0
$\begingroup$

So if function is analytic( ~ holomorphic) in Ω⊂C, then it satisfies C-R equations. And if f satisfies C-R equations and the functions u(x,y) and v(x,y) have first partial derivatives which are continuous, then f is analytic(~holomorphic). Am I right? Then what about relationship between real differentiability and complex differentiability? Does they need C-R equations to distinguish them from each other? I mean that the relationship between those properties in case of complex function are defined by C-R equations .

2 Answers 2

2

It's not quite clear exactly what the quesion is.

A real differentiable function satsifying Cauchy-Riemann's equations on an open set is holomorphic (or complex differentiable if you prefer), even if it's not a priori $C^1$. If it doesn't satisfy C-R, it's certainly not complex differentiable.

(If you only assume existence of partial derivatives, it's more tricky, look up Looman-Menchoff's theorem.)

2

The question is: When is a continuously differentiable vector-valued function ${\bf f}:\quad {\mathbb R}^2\to{\mathbb R}^2\ ,\qquad {\bf z}=(x,y)\ \mapsto\ {\bf w}=\bigl(u(x,y),v(x,y)\bigr)$ essentially the same as an analytic function $f:\quad{\mathbb C}\to{\mathbb C}\ ,\qquad z=x+iy\ \mapsto\ w=u(x,y)+i\, v(x,y)\ .$ Answer: The function ${\bf f}$ has at every point ${\bf z}$ a Jacobian $\left[\matrix{u_x&u_y\cr v_x&v_y\cr}\right]_{\bf z}\ .$ The entries of this matrix at a given ${\bf z}$ can be any four numbers, and they encode how ${\bf f}$ changes when moving from ${\bf z}$ to an infinitesimally near point ${\bf z}+{\bf Z}$.

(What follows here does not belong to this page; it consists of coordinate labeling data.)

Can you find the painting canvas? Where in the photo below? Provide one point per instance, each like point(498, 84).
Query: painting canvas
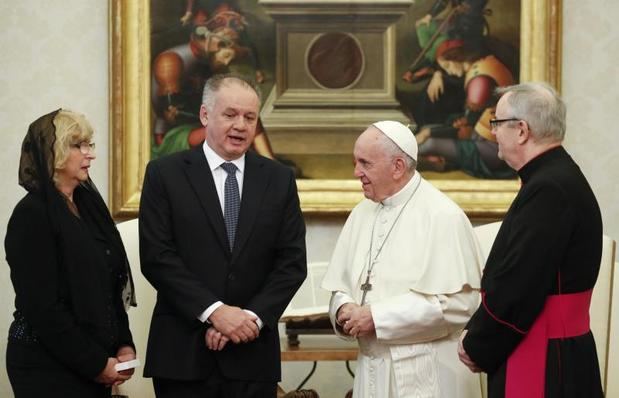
point(448, 56)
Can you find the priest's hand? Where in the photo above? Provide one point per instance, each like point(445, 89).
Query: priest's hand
point(464, 357)
point(215, 340)
point(360, 323)
point(344, 313)
point(234, 323)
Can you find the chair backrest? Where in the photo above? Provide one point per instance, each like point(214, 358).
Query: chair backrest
point(139, 317)
point(604, 311)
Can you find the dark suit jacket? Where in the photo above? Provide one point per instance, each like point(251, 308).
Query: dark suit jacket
point(185, 255)
point(41, 279)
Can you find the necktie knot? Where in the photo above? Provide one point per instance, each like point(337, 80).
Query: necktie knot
point(229, 168)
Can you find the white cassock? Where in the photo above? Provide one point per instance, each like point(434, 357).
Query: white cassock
point(425, 286)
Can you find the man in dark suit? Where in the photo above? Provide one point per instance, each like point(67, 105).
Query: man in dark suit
point(222, 239)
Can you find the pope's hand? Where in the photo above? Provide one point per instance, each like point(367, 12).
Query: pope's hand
point(360, 322)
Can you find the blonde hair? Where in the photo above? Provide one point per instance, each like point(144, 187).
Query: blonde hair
point(71, 128)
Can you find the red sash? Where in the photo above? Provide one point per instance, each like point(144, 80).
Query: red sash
point(565, 315)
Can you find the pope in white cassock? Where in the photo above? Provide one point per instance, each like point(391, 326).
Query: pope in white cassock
point(405, 275)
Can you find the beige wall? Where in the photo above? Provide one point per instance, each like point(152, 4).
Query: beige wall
point(54, 53)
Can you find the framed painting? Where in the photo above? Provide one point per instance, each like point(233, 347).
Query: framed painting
point(386, 54)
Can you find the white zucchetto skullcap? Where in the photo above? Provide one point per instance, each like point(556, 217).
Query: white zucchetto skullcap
point(401, 135)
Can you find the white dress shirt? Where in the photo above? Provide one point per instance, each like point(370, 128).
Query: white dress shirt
point(219, 176)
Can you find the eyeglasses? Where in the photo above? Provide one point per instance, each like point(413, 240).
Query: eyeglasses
point(85, 147)
point(495, 123)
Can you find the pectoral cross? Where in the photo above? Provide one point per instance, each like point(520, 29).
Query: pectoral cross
point(366, 287)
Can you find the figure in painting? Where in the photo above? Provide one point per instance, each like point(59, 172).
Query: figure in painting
point(464, 140)
point(460, 58)
point(217, 39)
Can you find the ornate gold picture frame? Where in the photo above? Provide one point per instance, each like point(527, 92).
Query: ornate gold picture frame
point(130, 115)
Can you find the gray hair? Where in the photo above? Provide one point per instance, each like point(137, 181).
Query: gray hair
point(540, 106)
point(216, 82)
point(393, 150)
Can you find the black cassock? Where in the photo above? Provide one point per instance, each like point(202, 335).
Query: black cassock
point(550, 242)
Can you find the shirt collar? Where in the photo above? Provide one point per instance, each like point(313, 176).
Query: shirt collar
point(400, 197)
point(215, 161)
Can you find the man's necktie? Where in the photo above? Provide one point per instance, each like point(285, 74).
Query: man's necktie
point(232, 201)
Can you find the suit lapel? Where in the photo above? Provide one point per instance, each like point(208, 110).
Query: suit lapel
point(201, 179)
point(255, 182)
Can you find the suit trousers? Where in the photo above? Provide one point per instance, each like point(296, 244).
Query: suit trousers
point(216, 386)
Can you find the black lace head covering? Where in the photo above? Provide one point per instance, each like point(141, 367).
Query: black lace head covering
point(76, 250)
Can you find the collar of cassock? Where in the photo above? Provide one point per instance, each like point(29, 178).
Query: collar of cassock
point(400, 197)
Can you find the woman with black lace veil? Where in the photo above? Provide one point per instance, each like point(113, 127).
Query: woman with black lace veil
point(69, 270)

When ${\bf f}$ aspires to be the vectorial expression of an analytical $f$ then the four partial derivatives have to satisfy at each point the conditions $u_x=v_y$, $u_y=-v_x$; in other words, the Jacobian of ${\bf f}$ has to be at all points ${\bf z}$ of the form $\left[\matrix{A&-B\cr B&A\cr}\right], \qquad A,B\in{\mathbb R}\ .$ The values $A$, $B$ pertaining to a particular ${\bf z}=(x,y)$ are then related to the complex derivative of $f$ at the point $z=x+iy\ $ via $\ f'(z)=A+iB$.